- Die Marwitze in Friedersdorf heute
Erst nach dem Mauerfall begannen die Eltern von Hans-Georg über die alte Heimat zu reden. Er sagt, sie seien plötzlich wie elektrisiert gewesen und erinnert sich an ein Mittagessen, bei dem sein Vater die Fassung verlor.

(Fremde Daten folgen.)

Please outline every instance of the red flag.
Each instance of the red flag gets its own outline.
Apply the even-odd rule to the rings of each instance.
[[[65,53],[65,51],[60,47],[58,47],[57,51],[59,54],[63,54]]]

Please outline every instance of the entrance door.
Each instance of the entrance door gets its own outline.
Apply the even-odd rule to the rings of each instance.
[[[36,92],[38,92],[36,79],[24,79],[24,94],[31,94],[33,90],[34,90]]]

1990 entschieden Hans-Georg und Ehefrau Dorothee, den Bauernhof im Allgäu aufzugeben und sich in Ostdeutschland niederzulassen. Bereits im September 1990 kauften sie Land in der Gemeinde, ein halbes Jahr darauf zog das Paar nach Friedersdorf. Damit gehören die Marwitze zu den ersten adeligen Rückkehrern in Brandenburg.
Da die meisten Häuser des Dorfes auf ehemaligem Marwitz-Land standen, hatten viele Menschen Angst vor Rückforderungen. Hans-Georg lud die Friedersdorfer zu einer Versammlung ein, um ihnen sein Vorhaben zu erklären und klarzustellen, dass er keine Rückgabeansprüche stellen würde.
Viele alte Friedersdorfer reagierten gerührt auf die Rückkehr der Familie, einige sollen unter Tränen gesagt haben: "Sie sind wieder da!". Doch es gab durchaus auch Abweisung.
Das erste halbe Jahr pendelte Hans-Georg regelmäßig aus dem Allgäu nach Friedersdorf.
Im Januar 1991 zog er mit der inzwischen schwangeren Dorothee ganz dorthin. Während sie die Nebengebäude des ehemaligen Schlosses umbauten, wohnte die kleine Familie die ersten neun Monaten im Wohnwagen.
Zuvor war das Gelände ein Müllplatz. Das eher bescheidene Leben sicherte ihnen die Unterstützung der Dorfbewohner. Einige brachten Blumen, Obst oder Fleisch vom Schlachten, andere stellten ihnen ihr Badezimmer zur Verfügung. Auch die damalige Bürgermeisterin Kursawe unterstützte die Familie.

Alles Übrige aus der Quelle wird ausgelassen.